This place of heart and awl,

threading itself through

Migration the pattern of making

and remaking a home.

One neighbor

he knows everyone and everyone him,

born here in the house his grandfather built when the Coeur d’Alene still camped

beneath the tall ponderosas,

their roots deep without asphalt to pave them over,

dark night everywhere still.

 

In this darkness I don’t think about who someone voted for

only that they, like me, need warmth this March night and they’ve found it here,

even in extraordinary circumstances.

 

None of us are the center of the narrative of this place,

but an experience passing through.

Tim comes through our yard occasionally with his metal detector.

He doesn’t find much, a rusted mason jar lid still threaded

to the thick broken neck that once held something canned in this kitchen

and what had dropped in a move or thrown at a husband back too late from the bars,

when the working class was of clear extraction

before this working class of tourism, an extraction of the self

and what it means to experience place

 

ghost in the throat, when our rental sells, we pour over the map online,

12 long term rentals,

77 short term ones in the blocks that we call home.

Late one night I reach out to one and cry

for my desire to live in this place we are selling to visitors.

He responds in equal cry

that I should have read the writing on the wall.

This is a tourism economy, and I think of the room

in my grandparent’s home in the most expensive valley in the state,

the light scooting across the wall in a way that will always make me safe

and I think of the camp that used to unroll beneath the house where I sleep now

and the pattern we have of displacing others

and the role of this council not merely to enact thoughtful legislation

but to govern in a way that will ensure none of us are disposable to the places we call home.

 

I think about this room and the stories that happen here,

and walking in that dark, the night asks

When the lights come back on what will we say was here before and what will be after?

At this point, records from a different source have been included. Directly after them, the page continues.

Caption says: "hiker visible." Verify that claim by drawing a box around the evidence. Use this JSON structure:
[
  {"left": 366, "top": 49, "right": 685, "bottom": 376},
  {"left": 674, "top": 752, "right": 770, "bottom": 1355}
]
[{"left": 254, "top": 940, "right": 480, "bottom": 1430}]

                 - Jennifer Passaro, Coeur d’Alene Poet Laureate
                 
15 April 2025, City Council Meeting



Early October

This illuminated day, illuminated

leaf you choose from the pile

a scattering of

light green and dark,

corn-yellow, lantern, blood-red, but this

            golden one, summer sun and winter candle

held in your hand. Elliptic as the curve of the lake

touching the sand.

The season has sung the beach back

quiet. Only chickadees toddle,

trying all the forgotten berries.

A flicker stills in a snag

and then drops, old swoop, cloud-heavy,

its white pressed back something other. All the draws I’ve walked alone

 

lit by this overwintering bird and the friend that taught me to sing them.

A city can be a friend. Its peripheries endure us.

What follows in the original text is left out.